The Nissan X-Trail was first launched in the UK in 2001 and is still in production today. The second generation was released in 2007 with a similar choice of models to that of the Mk1 car. Engine choice consisted of 2.0 litre or 2.5 litre petrol models or a diesel 2.0 litre dCi engine available in either a 148 bhp or 171 bhp form. Trim levels were the entry-level Trek, then came Sport and the top of the range Aventura.
All versions were fitted with ALL-MODE 4x4 and the Aventura and Sport versions with 4x4-i which added the hill start assist and hill descent control features.
Two upgrade packages were available with the Sport and Aventura versions. Unlike with the first generation, two wheel drive models were not made available.
In 2009 Nissan removed the petrol engines from the range and changed the trim designations to Acenta and Tekna. The Tekna model topped the range and was only available with the more powerful 171 bhp engine.
Bang for your buck
Mk2 approved used Nissan X-Trail cars for sale are bigger than the first generation car, being longer by 175mm and having a luggage capacity of 603 litres compared to its predecessor's 410 litres. With the rear seats folded forward the second generation will hold a massive 1773 litres.
Some improvements were made to the appearance of the used Nissan X-Trail with the introduction of the Mk2 but most of the notable changes were made inside the car. The plastic interior of the Mk1 was removed and a more classy, metallic finish with 50 litres of cabin stowage was added.
Even the entry-level Acenta variant is pretty well-loaded with features as standard, including alloy wheels, Bluetooth phone kit, full body bumpers, driver, passenger, curtain and side air bags, climate-control and air conditioning, panoramic sunroof, cruise control and four speaker stereo system. The Tekna trim adds DVD satellite navigation, rear parking camera, leather powered and heated seats, a BOSE sound system and xenon headlights.
What you'll pay
First generation second hand Nissan X-Trails tend to have done plenty of miles and to have been very well-used. As a result many owners decide to hang on to them rather than sell but when they do come to market they are available for anything from £1000 onwards.

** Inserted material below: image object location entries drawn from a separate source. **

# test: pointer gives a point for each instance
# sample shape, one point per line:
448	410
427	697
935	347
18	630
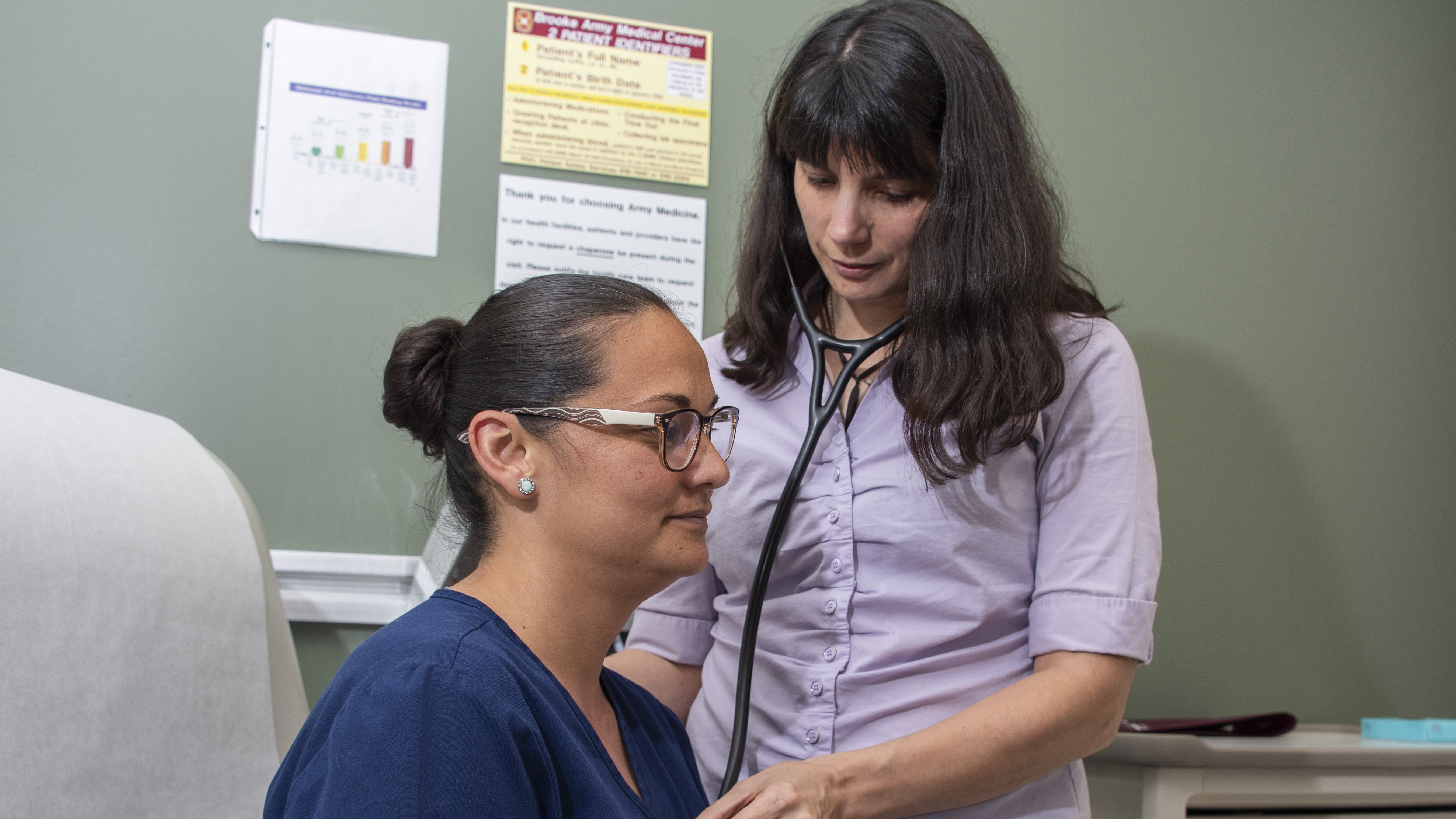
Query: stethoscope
820	414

Mk2 used X-Trails for sale are becoming more and more common on the market and a 2007 148bhp diesel example will set you back around £16500 with the automatic transmission option adding about £500 on to this. 171bhp diesels with the Aventura trim open are around £17000. Depending on the choice of engine X-Trails find themselves in either insurance group 14 or 15.
What to check
There are no known faults with either generation but used Nissan X-Trail cars for sale are likely to have been used off-road so be sure to check the underside of the car for damage. X-Trails are also likely to been used as family cars so check the interior carefully for damage and check all buttons and handles.
Replacement parts are fairly expensive but easily located. A new clutch assembly costs around £250, front brake pads £40 and rears £50. A full exhaust system is about £550, a replacement starter motor around £250, an alternator is £200 and £225 will secure a new radiator.
How it drives
The first generation Nissan X-Trail for sale was one of the best handling compact 4x4s in its class mostly due to its very well-designed suspension system. By the time the Mk2 came to market many of the X-Trails competitors were now focused on road driving. The X-Trail however, retained its off-road capabilities.
The models of choice are the 2.0 litre dCi engines with either 171 bhp or 148 bhp. The former will reach sixty in 10 seconds en route to 124 miles per hour. The 148 bhp version is usually found paired with the automatic transmission and gets to sixty in 12.5 seconds.
Economy, even with the punchy 171 bhp diesel model is a fairly impressive 38.2 miles per gallon combined and it emits 190g of carbon dioxide for each kilometre driven. The used Nissan X-Trail's 65 litre fuel tank gives it a massive range and fuel efficiency is aided greatly in that there is no need to drive the car in power-sapping four-wheel drive mode all of the time, the standard 4x4 system will revert to front wheel drive whenever possible.